Re: 2.6.25-rc1 xen pvops regression

From: Jeremy Fitzhardinge
Date: Wed Feb 13 2008 - 07:01:20 EST


Jody Belka wrote:
Hi all,

I thought I'd try out 2.6.25-rc1 as a xen 32-bit pae domU the other day.
Unfortunately, I didn't get very far very fast, as the domain just crashed
immediately upon booting, without any direct feedback (I did have messages
on the xen message buffer, which helped). This even with earlyprintk turned on.

After a long, arduous journey, I managed to track this down to the following:

----------
commit 551889a6e2a24a9c06fd453ea03b57b7746ffdc0

x86: construct 32-bit boot time page tables in native format.

Specifically the boot time page tables in a CONFIG_X86_PAE=y enabled
kernel are in PAE format.

early_ioremap is updated to use the standard page table accessors.

Clear any mappings beyond max_low_pfn from the boot page tables in
native_pagetable_setup_start because the initial mappings can extend
beyond the range of physical memory and into the vmalloc area.

Derived from patches by Eric Biederman and H. Peter Anvin.

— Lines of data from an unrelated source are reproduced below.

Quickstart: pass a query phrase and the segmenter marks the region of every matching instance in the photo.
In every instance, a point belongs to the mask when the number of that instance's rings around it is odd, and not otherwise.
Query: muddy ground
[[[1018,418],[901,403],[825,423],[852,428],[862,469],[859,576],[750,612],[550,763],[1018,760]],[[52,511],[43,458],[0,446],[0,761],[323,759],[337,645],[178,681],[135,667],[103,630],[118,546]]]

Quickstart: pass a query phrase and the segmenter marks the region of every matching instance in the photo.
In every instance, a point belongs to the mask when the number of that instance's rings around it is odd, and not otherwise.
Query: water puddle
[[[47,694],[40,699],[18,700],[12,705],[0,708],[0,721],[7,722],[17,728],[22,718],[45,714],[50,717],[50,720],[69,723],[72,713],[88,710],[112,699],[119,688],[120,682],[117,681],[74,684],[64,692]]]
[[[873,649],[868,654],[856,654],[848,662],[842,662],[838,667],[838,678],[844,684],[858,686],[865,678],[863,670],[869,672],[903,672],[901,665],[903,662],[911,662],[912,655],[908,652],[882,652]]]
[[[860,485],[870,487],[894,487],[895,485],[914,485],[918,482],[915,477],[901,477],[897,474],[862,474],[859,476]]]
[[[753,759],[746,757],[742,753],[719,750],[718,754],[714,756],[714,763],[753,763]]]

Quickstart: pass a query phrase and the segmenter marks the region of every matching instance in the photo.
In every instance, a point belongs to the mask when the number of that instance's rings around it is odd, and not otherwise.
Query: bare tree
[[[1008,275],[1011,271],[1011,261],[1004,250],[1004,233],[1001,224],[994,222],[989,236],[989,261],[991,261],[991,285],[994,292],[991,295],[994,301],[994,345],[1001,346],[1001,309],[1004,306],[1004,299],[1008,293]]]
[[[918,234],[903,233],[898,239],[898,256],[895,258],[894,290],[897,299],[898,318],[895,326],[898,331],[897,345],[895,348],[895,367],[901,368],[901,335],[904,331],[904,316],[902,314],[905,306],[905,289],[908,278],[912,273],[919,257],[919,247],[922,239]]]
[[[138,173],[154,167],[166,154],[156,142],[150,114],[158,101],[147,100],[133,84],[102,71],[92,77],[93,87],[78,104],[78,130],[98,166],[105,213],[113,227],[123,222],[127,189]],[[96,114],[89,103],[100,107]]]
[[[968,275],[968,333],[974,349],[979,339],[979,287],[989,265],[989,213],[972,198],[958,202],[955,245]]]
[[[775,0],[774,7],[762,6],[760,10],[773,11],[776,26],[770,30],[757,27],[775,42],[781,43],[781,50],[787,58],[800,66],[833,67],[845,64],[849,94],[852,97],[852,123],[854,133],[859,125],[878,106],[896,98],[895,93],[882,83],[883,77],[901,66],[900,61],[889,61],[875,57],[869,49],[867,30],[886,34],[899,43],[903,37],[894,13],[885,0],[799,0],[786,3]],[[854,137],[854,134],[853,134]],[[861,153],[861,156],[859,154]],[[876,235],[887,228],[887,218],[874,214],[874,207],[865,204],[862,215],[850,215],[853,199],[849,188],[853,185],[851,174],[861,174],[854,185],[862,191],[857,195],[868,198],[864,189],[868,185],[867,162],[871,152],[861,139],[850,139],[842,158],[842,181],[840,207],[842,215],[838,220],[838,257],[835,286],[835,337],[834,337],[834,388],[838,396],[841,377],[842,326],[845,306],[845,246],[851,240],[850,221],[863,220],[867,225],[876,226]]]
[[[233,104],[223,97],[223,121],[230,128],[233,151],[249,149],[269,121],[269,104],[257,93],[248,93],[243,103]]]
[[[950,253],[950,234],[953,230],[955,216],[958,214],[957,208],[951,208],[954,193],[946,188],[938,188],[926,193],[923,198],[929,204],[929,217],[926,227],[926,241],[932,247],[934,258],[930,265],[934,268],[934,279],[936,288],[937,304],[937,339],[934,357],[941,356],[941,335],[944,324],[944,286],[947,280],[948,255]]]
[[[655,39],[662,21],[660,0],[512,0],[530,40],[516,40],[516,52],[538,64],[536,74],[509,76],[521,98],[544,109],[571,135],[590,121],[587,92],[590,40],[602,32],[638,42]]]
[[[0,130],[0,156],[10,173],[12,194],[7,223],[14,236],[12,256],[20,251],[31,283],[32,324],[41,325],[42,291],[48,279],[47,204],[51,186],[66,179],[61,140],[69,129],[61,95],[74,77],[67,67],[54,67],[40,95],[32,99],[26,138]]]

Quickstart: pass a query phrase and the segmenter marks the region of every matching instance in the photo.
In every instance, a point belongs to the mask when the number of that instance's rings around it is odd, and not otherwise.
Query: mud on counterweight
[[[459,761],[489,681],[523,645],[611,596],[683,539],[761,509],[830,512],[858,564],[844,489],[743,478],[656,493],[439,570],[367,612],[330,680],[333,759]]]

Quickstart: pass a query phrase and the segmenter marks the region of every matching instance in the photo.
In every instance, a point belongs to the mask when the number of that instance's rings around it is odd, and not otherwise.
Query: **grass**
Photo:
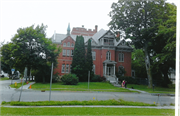
[[[175,94],[175,87],[169,86],[169,88],[163,87],[154,87],[154,91],[152,88],[148,88],[147,85],[135,85],[135,84],[127,84],[128,88],[133,87],[134,89],[146,91],[148,93],[167,93],[167,94]]]
[[[23,83],[23,85],[26,85],[26,83]],[[15,84],[10,85],[11,88],[16,88],[16,89],[18,89],[21,86],[22,86],[22,83],[17,83],[17,86],[15,86]]]
[[[31,87],[34,90],[49,90],[50,84],[35,83]],[[108,82],[90,82],[89,89],[87,82],[79,82],[78,85],[63,85],[53,83],[51,90],[56,91],[102,91],[102,92],[133,92],[125,88],[114,87]]]
[[[158,115],[174,116],[173,109],[153,109],[153,108],[88,108],[88,107],[44,107],[44,108],[9,108],[1,107],[2,116],[10,115]]]
[[[0,77],[0,81],[9,80],[8,77]]]
[[[61,106],[61,105],[123,105],[123,106],[156,106],[143,102],[124,101],[122,99],[115,100],[90,100],[90,101],[35,101],[35,102],[2,102],[2,105],[11,106]]]

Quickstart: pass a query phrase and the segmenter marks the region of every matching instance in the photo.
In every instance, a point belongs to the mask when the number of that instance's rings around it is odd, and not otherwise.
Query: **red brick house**
[[[58,58],[58,67],[54,69],[54,72],[58,72],[60,75],[71,72],[70,67],[77,36],[73,33],[70,34],[70,26],[68,26],[67,34],[54,33],[52,36],[52,42],[62,47],[62,53]],[[96,75],[104,76],[107,80],[114,80],[116,79],[115,72],[120,71],[120,67],[123,67],[126,71],[125,76],[131,76],[131,52],[133,48],[126,41],[117,42],[115,35],[110,30],[104,29],[93,36],[83,37],[86,48],[87,41],[91,39],[93,70]]]

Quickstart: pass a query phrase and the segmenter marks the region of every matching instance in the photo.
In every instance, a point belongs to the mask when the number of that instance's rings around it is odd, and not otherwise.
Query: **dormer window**
[[[66,47],[66,43],[63,44],[63,47]]]
[[[104,39],[104,45],[114,45],[113,39]]]
[[[71,47],[74,47],[74,44],[73,44],[73,43],[71,44]]]

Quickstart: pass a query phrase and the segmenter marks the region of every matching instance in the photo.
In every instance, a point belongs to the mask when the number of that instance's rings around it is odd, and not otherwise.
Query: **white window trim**
[[[66,50],[65,49],[63,49],[63,56],[66,56]]]
[[[69,73],[69,64],[66,64],[66,73]]]
[[[70,50],[67,50],[67,56],[70,56]]]
[[[65,64],[62,64],[62,69],[61,69],[61,73],[65,72]]]
[[[63,47],[66,47],[66,43],[63,43]]]
[[[94,56],[94,57],[93,57]],[[92,59],[93,60],[96,60],[96,52],[95,51],[92,51]]]
[[[71,43],[70,43],[70,42],[68,42],[68,43],[67,43],[67,47],[70,47],[70,46],[71,46]]]
[[[118,60],[119,62],[124,62],[124,53],[119,53]]]

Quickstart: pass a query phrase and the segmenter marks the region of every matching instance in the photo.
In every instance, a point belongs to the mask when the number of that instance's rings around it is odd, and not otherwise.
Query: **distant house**
[[[97,26],[95,28],[97,30]],[[104,29],[99,30],[94,35],[88,34],[87,31],[86,34],[75,34],[75,32],[70,34],[70,25],[68,25],[67,34],[54,33],[52,36],[52,42],[62,47],[62,53],[58,58],[58,67],[54,70],[55,73],[64,75],[71,72],[76,36],[83,35],[86,48],[87,41],[91,39],[92,42],[93,70],[96,75],[104,76],[107,80],[114,80],[116,79],[115,73],[124,68],[126,71],[124,76],[131,76],[133,48],[125,40],[117,42],[115,35],[110,30]]]

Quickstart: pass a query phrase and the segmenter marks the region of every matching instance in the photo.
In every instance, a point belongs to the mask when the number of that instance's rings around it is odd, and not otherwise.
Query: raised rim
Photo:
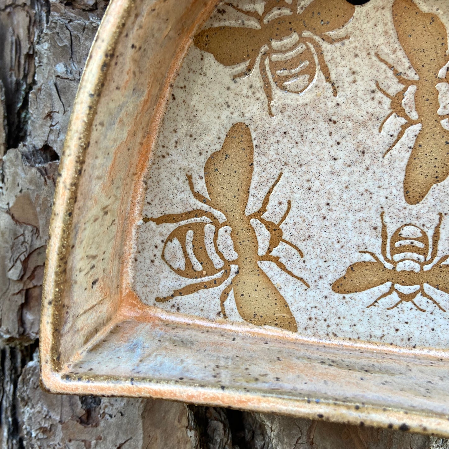
[[[218,0],[211,0],[212,6]],[[130,385],[116,380],[65,382],[58,370],[56,348],[58,343],[55,323],[65,280],[65,262],[67,254],[67,232],[88,142],[95,117],[102,83],[110,65],[117,40],[134,3],[134,0],[112,0],[97,31],[89,52],[77,92],[59,165],[58,179],[50,223],[51,237],[43,286],[40,326],[40,356],[41,385],[51,393],[68,394],[152,397],[183,402],[242,408],[320,418],[359,425],[399,429],[449,437],[449,422],[436,415],[406,412],[376,406],[357,409],[352,403],[311,403],[306,399],[280,398],[245,393],[219,387],[199,387],[148,382]],[[171,69],[170,72],[174,72]],[[167,79],[170,77],[167,77]],[[159,108],[157,108],[158,109]],[[158,111],[155,111],[157,114]],[[406,422],[406,424],[405,423]]]

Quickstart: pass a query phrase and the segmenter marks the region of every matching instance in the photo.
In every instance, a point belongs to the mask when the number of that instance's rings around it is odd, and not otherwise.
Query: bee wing
[[[438,14],[423,13],[412,0],[396,0],[393,18],[399,42],[419,77],[411,84],[417,88],[414,99],[418,120],[425,121],[422,121],[423,128],[412,150],[404,181],[406,200],[416,204],[434,184],[449,175],[445,145],[449,132],[438,123],[443,117],[437,112],[439,92],[436,88],[444,81],[437,75],[447,62],[447,35]],[[399,94],[392,104],[392,109],[401,115],[403,98]]]
[[[332,284],[336,293],[358,293],[379,286],[391,280],[391,270],[379,262],[357,262]]]
[[[260,30],[237,26],[203,30],[195,36],[194,43],[200,50],[212,53],[220,64],[235,66],[251,60],[251,67],[264,43]]]
[[[233,229],[246,218],[253,157],[251,132],[244,123],[237,123],[228,132],[221,149],[204,166],[210,204],[224,214]]]
[[[449,293],[449,265],[434,265],[428,271],[424,271],[423,279],[426,284],[437,290]]]
[[[215,268],[207,254],[205,224],[201,222],[181,224],[165,240],[162,258],[173,271],[183,277],[198,279],[220,271],[221,269]]]

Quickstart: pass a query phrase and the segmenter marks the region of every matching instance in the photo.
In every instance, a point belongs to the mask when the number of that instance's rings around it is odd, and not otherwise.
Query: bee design
[[[243,10],[227,3],[234,10],[255,18],[259,29],[217,26],[200,31],[194,40],[198,48],[212,53],[225,66],[247,62],[235,77],[247,75],[259,60],[270,115],[272,90],[268,72],[276,86],[290,92],[304,90],[318,66],[327,82],[332,83],[317,42],[337,41],[326,33],[343,26],[354,14],[354,6],[346,0],[313,0],[297,13],[290,7],[291,2],[268,0],[260,11],[247,7]],[[337,94],[335,88],[334,93]]]
[[[441,119],[449,113],[449,85],[441,82],[446,77],[448,67],[447,35],[438,14],[423,13],[412,0],[396,0],[392,8],[399,42],[418,79],[406,79],[396,70],[395,74],[404,87],[394,97],[377,84],[378,88],[391,100],[390,115],[396,113],[407,121],[384,156],[407,128],[421,125],[404,180],[405,200],[409,204],[416,204],[434,184],[444,180],[449,175],[449,123],[447,118]]]
[[[332,290],[336,293],[357,293],[391,282],[386,293],[381,295],[367,307],[371,307],[380,299],[396,292],[399,300],[387,310],[394,308],[403,301],[411,302],[418,310],[426,311],[418,306],[414,299],[418,293],[430,299],[443,312],[446,311],[424,290],[427,284],[438,290],[449,293],[449,265],[443,265],[449,255],[436,260],[440,239],[440,227],[442,219],[440,214],[438,224],[433,232],[432,249],[429,255],[430,240],[420,228],[408,224],[397,229],[390,241],[390,255],[387,254],[387,226],[383,221],[383,212],[380,215],[382,222],[381,252],[384,260],[392,266],[387,266],[374,253],[361,251],[369,254],[374,262],[357,262],[349,265],[345,275],[336,281]]]
[[[224,214],[224,221],[220,222],[216,218],[216,213],[200,209],[145,220],[157,224],[180,223],[165,239],[162,257],[177,274],[198,280],[168,296],[157,298],[156,301],[164,302],[175,296],[228,284],[220,296],[224,317],[226,316],[224,302],[233,290],[238,310],[244,320],[258,325],[277,326],[296,331],[296,321],[287,303],[259,263],[274,262],[308,287],[303,279],[288,270],[278,257],[270,253],[282,242],[298,251],[301,257],[303,255],[282,238],[280,225],[290,211],[290,201],[277,224],[262,217],[282,173],[270,188],[260,209],[247,216],[245,214],[253,173],[253,151],[247,125],[237,123],[228,132],[221,149],[213,153],[205,165],[204,180],[210,199],[195,191],[191,176],[187,176],[194,197]],[[192,219],[201,221],[183,223]],[[172,257],[176,251],[178,256]],[[233,261],[238,266],[230,263]]]

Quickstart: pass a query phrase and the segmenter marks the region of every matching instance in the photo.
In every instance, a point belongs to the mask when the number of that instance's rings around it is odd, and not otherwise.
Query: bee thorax
[[[395,290],[400,291],[404,295],[410,295],[411,293],[414,293],[417,290],[419,289],[419,285],[401,285],[400,284],[395,284],[394,288]]]
[[[421,265],[414,260],[401,260],[396,265],[396,271],[414,271],[417,273],[420,270]]]

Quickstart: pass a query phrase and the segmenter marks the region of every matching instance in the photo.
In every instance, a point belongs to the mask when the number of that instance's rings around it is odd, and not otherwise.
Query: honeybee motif
[[[332,83],[317,42],[336,41],[326,33],[348,22],[355,10],[346,0],[312,0],[298,12],[292,10],[291,3],[291,0],[268,0],[263,2],[260,10],[257,8],[249,10],[247,8],[243,10],[232,2],[226,3],[234,10],[256,19],[259,29],[217,26],[200,31],[194,40],[198,48],[212,53],[225,66],[247,62],[242,72],[236,77],[249,73],[260,56],[259,67],[270,115],[273,115],[272,90],[267,70],[276,86],[291,92],[304,90],[313,79],[318,66],[326,81]],[[337,94],[335,88],[334,93]]]
[[[411,302],[418,310],[426,311],[414,301],[418,293],[430,299],[443,312],[446,311],[424,290],[427,284],[438,290],[449,293],[449,265],[442,264],[449,255],[436,260],[440,239],[440,227],[442,219],[440,214],[438,224],[433,232],[432,249],[429,255],[430,239],[420,228],[408,224],[397,229],[390,241],[389,258],[387,254],[387,226],[383,221],[383,212],[381,214],[382,222],[381,252],[384,260],[392,266],[392,268],[383,263],[374,253],[369,251],[360,252],[369,254],[374,262],[357,262],[346,270],[344,276],[332,285],[332,290],[336,293],[350,294],[364,291],[378,287],[387,282],[391,286],[386,293],[381,295],[367,307],[371,307],[380,299],[396,292],[399,300],[394,305],[387,307],[390,310],[397,307],[403,301]]]
[[[225,283],[228,285],[220,300],[224,316],[226,317],[224,303],[233,290],[238,310],[244,320],[254,324],[277,326],[296,331],[296,321],[287,303],[259,263],[262,260],[273,262],[308,287],[303,279],[287,269],[279,257],[270,253],[282,242],[298,251],[301,257],[303,255],[299,248],[282,238],[280,225],[290,211],[290,201],[277,224],[262,217],[282,174],[269,189],[260,209],[247,216],[245,214],[253,173],[253,151],[247,125],[237,123],[228,132],[221,149],[213,153],[205,165],[204,180],[210,199],[195,192],[191,177],[187,176],[194,197],[224,214],[225,221],[220,223],[211,212],[199,209],[145,220],[157,224],[180,224],[165,239],[163,258],[177,274],[198,279],[197,282],[176,290],[168,296],[157,298],[156,301],[166,301]],[[192,219],[202,221],[183,223]],[[178,256],[172,257],[176,252]],[[230,263],[233,261],[238,267]],[[232,279],[230,282],[226,282],[229,279]]]
[[[449,175],[449,85],[441,82],[448,68],[447,35],[436,13],[425,13],[412,0],[396,0],[393,18],[399,42],[418,79],[408,79],[396,70],[403,89],[392,97],[377,84],[391,100],[392,112],[407,122],[385,156],[402,137],[405,130],[420,124],[405,169],[404,192],[409,204],[416,204],[434,184]],[[379,60],[390,67],[387,62]],[[405,112],[405,114],[404,113]],[[389,118],[387,117],[381,125]],[[405,116],[406,115],[406,117]]]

[ jeremy@xxxxxxxx: PAE swapper_pg_dir needs to be page-sized fix ]
----------

However, to make life more interesting, just reverting this isn't quite
enough to get us to the promised land. If we try, we find that although
we do now start booting, we crash again a short way into the process.

In a different manner though. Specifically, in early_ioremap_clear.
Reverting the above commit /except/ for the changes to arch/x86/mm/ioremap.c
gets everything working again.

Well, except that we can't shutdown/reboot properly, but I've sent a patch
for that in another email.


I'm afraid i've no idea what needs to be done to get the change to work
with xen, but i'm willing to try out any patches people come up with.
Please cc me on any replies, as i'm not subscribed, thanks.

Hi,

Although I'm on vacation, I happened to download a recent copy of x86.git and found that it crashes early. Here's a couple of patches to apply; I don't know if they apply to current git, but I hope it helps.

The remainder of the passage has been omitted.